We thank the reviewer for the insightful questions. Here are our detailed clarifications.

  1. Strong assumptions.

Very strong assumptions of function to be optimized being twice continuously differentiable and convex. Zeroth-order optimization is particularly interesting if it enables optimization of non-differentiable functions by Gaussian smoothing. However, your work depends on twice continuously differentiable objective functions (eq.2).
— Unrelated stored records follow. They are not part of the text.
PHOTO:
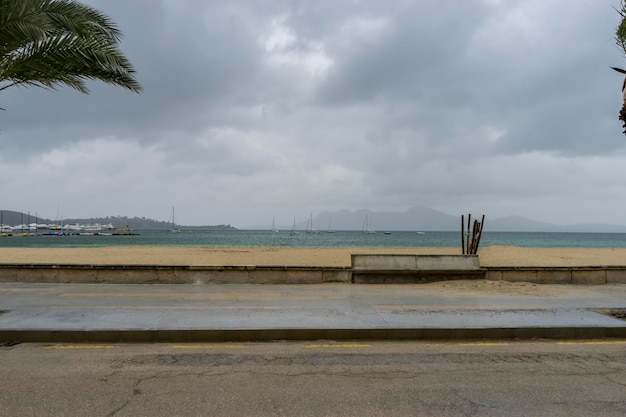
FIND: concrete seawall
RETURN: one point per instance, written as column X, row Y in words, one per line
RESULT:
column 242, row 274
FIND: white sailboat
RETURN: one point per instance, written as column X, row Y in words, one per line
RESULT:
column 367, row 226
column 174, row 229
column 329, row 229
column 293, row 229
column 309, row 225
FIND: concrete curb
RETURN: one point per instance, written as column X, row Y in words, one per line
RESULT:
column 257, row 335
column 250, row 274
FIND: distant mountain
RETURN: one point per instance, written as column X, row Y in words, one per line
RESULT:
column 13, row 218
column 426, row 219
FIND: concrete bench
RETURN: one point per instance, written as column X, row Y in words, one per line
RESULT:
column 396, row 269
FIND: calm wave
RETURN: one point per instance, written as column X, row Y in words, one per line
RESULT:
column 323, row 239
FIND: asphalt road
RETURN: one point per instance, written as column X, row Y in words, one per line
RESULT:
column 323, row 378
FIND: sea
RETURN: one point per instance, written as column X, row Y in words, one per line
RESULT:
column 338, row 239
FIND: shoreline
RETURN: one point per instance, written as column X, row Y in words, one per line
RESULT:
column 489, row 256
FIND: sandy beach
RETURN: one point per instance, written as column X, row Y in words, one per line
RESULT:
column 331, row 257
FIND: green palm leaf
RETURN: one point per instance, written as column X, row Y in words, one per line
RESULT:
column 49, row 43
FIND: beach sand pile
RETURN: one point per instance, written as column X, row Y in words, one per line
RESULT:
column 273, row 256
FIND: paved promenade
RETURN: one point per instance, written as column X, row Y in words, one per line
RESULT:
column 136, row 313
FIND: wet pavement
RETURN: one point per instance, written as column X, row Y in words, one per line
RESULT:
column 245, row 312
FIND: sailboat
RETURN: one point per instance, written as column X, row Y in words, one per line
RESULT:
column 366, row 226
column 174, row 228
column 309, row 225
column 293, row 229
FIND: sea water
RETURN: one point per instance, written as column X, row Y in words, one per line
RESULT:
column 338, row 239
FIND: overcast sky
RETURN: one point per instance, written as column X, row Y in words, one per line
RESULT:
column 255, row 109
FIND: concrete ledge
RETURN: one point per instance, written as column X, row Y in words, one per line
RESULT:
column 397, row 269
column 173, row 274
column 253, row 335
column 392, row 262
column 592, row 275
column 363, row 273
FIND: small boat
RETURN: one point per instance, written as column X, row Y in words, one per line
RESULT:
column 174, row 229
column 366, row 226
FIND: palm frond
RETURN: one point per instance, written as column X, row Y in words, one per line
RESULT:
column 48, row 43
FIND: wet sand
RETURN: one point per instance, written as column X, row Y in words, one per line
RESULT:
column 330, row 257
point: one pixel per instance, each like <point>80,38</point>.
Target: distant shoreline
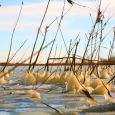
<point>61,64</point>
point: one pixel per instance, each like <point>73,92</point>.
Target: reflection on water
<point>22,104</point>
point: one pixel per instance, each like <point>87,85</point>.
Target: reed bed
<point>68,85</point>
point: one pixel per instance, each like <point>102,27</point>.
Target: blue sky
<point>77,20</point>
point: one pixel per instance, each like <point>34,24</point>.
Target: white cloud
<point>32,13</point>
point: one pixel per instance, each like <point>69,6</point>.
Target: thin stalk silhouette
<point>12,36</point>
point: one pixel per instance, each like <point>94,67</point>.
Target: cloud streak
<point>32,13</point>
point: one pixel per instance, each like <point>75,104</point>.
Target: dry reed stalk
<point>12,36</point>
<point>25,60</point>
<point>39,28</point>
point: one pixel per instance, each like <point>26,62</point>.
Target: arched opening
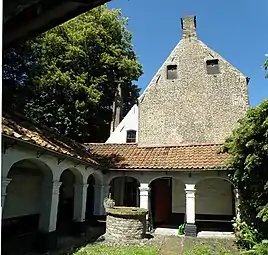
<point>167,202</point>
<point>125,191</point>
<point>24,207</point>
<point>65,216</point>
<point>90,199</point>
<point>215,205</point>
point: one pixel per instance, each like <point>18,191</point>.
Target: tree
<point>69,75</point>
<point>248,166</point>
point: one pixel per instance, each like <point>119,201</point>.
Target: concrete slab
<point>215,234</point>
<point>166,231</point>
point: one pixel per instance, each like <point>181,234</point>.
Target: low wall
<point>125,223</point>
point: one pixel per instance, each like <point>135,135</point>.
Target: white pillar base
<point>190,228</point>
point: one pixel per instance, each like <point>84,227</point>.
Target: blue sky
<point>236,29</point>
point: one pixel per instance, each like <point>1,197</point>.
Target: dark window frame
<point>172,72</point>
<point>213,66</point>
<point>131,136</point>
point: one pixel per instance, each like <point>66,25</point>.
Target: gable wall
<point>130,122</point>
<point>196,107</point>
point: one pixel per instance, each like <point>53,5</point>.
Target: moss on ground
<point>96,249</point>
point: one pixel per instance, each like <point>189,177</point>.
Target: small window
<point>172,72</point>
<point>131,136</point>
<point>213,66</point>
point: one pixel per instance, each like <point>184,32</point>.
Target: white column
<point>190,203</point>
<point>49,207</point>
<point>80,201</point>
<point>144,195</point>
<point>105,193</point>
<point>97,200</point>
<point>237,203</point>
<point>4,184</point>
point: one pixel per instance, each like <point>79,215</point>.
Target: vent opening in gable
<point>213,66</point>
<point>131,136</point>
<point>172,72</point>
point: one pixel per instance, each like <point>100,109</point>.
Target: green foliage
<point>258,249</point>
<point>263,213</point>
<point>246,237</point>
<point>67,77</point>
<point>248,147</point>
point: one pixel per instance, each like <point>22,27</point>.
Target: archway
<point>65,217</point>
<point>24,206</point>
<point>125,191</point>
<point>90,199</point>
<point>215,205</point>
<point>167,202</point>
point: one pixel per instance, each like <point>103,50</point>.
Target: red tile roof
<point>18,127</point>
<point>130,156</point>
<point>117,156</point>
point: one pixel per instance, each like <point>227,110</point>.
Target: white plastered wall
<point>130,122</point>
<point>22,196</point>
<point>214,196</point>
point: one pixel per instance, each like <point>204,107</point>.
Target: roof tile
<point>131,156</point>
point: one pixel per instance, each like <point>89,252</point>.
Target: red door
<point>162,200</point>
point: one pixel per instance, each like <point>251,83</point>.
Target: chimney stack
<point>188,26</point>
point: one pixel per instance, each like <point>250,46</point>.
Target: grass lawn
<point>198,246</point>
<point>97,249</point>
<point>169,246</point>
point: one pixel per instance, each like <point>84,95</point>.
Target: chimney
<point>188,26</point>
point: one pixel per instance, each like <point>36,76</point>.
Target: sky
<point>236,29</point>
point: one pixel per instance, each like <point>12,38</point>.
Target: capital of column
<point>4,183</point>
<point>54,185</point>
<point>144,191</point>
<point>81,185</point>
<point>97,186</point>
<point>190,190</point>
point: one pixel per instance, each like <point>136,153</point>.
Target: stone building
<point>163,156</point>
<point>188,109</point>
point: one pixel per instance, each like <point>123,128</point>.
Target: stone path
<point>171,245</point>
<point>174,245</point>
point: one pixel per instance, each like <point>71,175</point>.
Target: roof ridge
<point>157,146</point>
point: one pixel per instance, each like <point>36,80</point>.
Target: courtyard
<point>162,245</point>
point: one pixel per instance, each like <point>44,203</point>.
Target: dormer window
<point>131,136</point>
<point>172,72</point>
<point>213,66</point>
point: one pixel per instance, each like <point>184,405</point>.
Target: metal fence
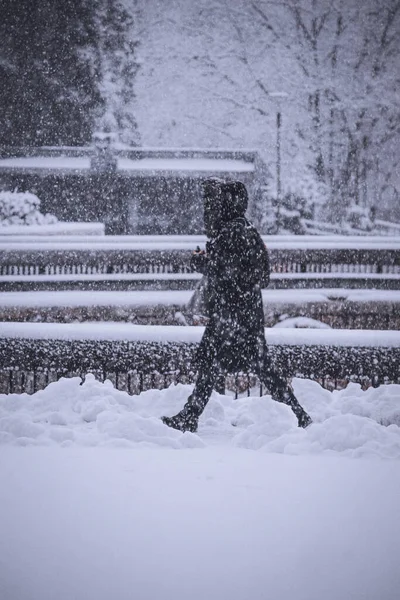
<point>124,266</point>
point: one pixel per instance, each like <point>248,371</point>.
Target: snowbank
<point>104,501</point>
<point>361,338</point>
<point>351,422</point>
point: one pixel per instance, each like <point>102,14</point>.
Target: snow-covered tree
<point>117,66</point>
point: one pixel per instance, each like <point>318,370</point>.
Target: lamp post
<point>278,96</point>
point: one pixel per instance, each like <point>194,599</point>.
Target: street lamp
<point>278,96</point>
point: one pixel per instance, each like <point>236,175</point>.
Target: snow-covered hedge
<point>29,364</point>
<point>22,208</point>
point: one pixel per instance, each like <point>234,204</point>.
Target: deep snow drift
<point>104,501</point>
<point>350,422</point>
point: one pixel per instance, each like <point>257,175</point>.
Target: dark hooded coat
<point>236,266</point>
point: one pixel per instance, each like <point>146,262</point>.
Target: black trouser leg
<point>187,418</point>
<point>282,391</point>
<point>205,383</point>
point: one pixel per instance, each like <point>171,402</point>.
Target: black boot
<point>286,396</point>
<point>186,420</point>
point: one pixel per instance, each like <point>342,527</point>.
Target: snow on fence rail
<point>338,308</point>
<point>165,265</point>
<point>138,358</point>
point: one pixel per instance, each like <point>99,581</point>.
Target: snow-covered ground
<point>99,500</point>
<point>144,164</point>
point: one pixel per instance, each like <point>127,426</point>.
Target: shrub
<point>22,208</point>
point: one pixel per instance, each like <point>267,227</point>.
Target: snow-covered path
<point>95,524</point>
<point>99,500</point>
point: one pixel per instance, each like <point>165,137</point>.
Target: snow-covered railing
<point>61,228</point>
<point>138,358</point>
<point>120,264</point>
<point>338,308</point>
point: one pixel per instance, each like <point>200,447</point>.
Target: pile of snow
<point>22,208</point>
<point>350,422</point>
<point>300,323</point>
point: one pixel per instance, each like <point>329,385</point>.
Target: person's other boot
<point>287,397</point>
<point>185,420</point>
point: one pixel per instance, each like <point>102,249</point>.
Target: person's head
<point>223,202</point>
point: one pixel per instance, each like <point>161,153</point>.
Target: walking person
<point>236,266</point>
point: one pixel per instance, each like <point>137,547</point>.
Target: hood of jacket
<point>223,202</point>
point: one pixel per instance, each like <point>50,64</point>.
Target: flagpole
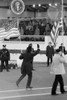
<point>62,22</point>
<point>19,32</point>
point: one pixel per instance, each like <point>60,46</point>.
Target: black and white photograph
<point>33,49</point>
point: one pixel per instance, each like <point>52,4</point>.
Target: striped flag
<point>55,30</point>
<point>13,32</point>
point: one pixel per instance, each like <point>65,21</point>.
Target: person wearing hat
<point>57,68</point>
<point>32,51</point>
<point>26,68</point>
<point>49,53</point>
<point>62,47</point>
<point>5,57</point>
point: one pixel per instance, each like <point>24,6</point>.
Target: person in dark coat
<point>32,51</point>
<point>5,57</point>
<point>62,48</point>
<point>49,53</point>
<point>26,67</point>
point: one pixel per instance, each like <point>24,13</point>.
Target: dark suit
<point>49,53</point>
<point>26,68</point>
<point>5,57</point>
<point>63,49</point>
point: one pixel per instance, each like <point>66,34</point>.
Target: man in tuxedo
<point>49,53</point>
<point>62,48</point>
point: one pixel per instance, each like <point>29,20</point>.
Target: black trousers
<point>49,59</point>
<point>58,79</point>
<point>4,63</point>
<point>29,79</point>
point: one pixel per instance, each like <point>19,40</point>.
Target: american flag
<point>13,32</point>
<point>55,30</point>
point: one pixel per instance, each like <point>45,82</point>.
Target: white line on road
<point>19,90</point>
<point>28,95</point>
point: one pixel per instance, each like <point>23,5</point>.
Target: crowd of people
<point>55,60</point>
<point>31,29</point>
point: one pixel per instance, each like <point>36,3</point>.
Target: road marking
<point>19,90</point>
<point>28,95</point>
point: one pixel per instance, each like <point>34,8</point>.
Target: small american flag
<point>55,30</point>
<point>14,32</point>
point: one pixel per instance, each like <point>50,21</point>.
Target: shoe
<point>8,71</point>
<point>33,69</point>
<point>17,84</point>
<point>54,94</point>
<point>29,87</point>
<point>64,92</point>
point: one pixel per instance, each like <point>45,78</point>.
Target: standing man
<point>5,57</point>
<point>32,51</point>
<point>49,53</point>
<point>26,68</point>
<point>62,47</point>
<point>58,70</point>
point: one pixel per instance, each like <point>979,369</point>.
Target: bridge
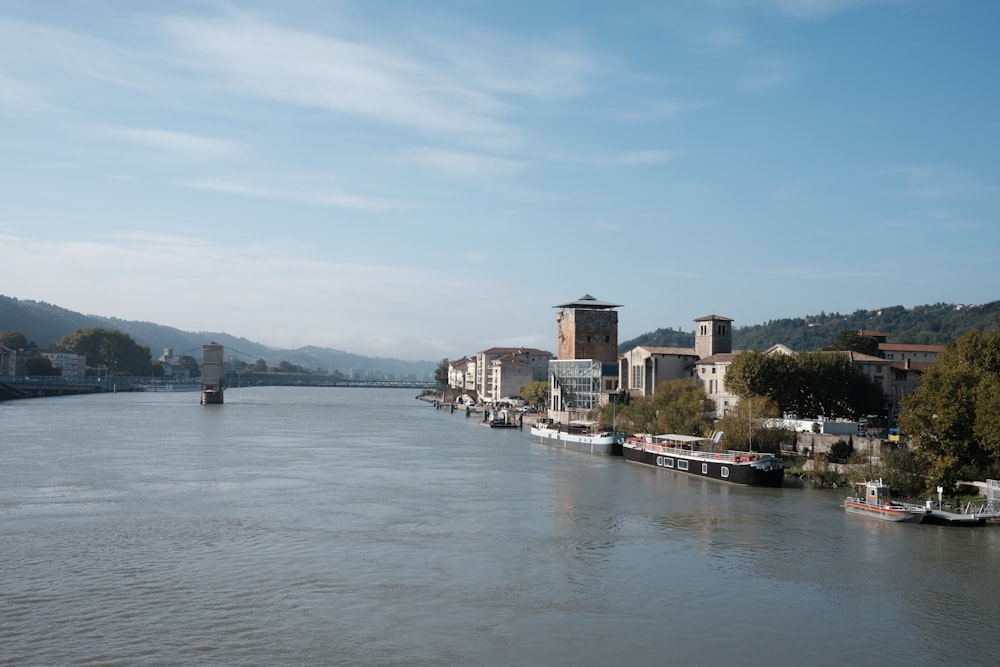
<point>38,386</point>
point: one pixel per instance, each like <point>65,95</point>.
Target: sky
<point>425,180</point>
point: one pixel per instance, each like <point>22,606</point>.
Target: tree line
<point>950,424</point>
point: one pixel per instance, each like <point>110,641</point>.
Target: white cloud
<point>922,182</point>
<point>179,142</point>
<point>767,75</point>
<point>462,163</point>
<point>338,75</point>
<point>317,195</point>
<point>646,157</point>
<point>820,9</point>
Do you have an idea if your work could be extended to non-smooth C0,0C^{0,0} functions?

Zeroth-order optimization is previously popular for optimizing nonsmooth functions where gradients do not always exist. However, even when gradients can be computed, there are scenarios where zeroth-order optimization still offer clear advantage over gradient-based methods in terms of memory consumption, i.e., LLMs fine-tuning tasks. For example, [69] reported that 8 A100 GPUs, each with 80 GiB of memory, are required for gradient-based methods to fine-tune a 30-billion-parameter model, whereas a single GPU is enough for zeroth-order optimization. Therefore, we focus on the case when the function is differentiable. Note that our current definition of flat minima requires Hessian information, and thus we assume the function to be twice differentiable such that the trace of Hessian is well-defined. Extension to nonsmooth functions requires a different measure of sharpness. A promising alternative is to define flat minima as minima with the smallest fλ(x)f(x)f_\lambda(x) - f(x). Detailed study is left for future work.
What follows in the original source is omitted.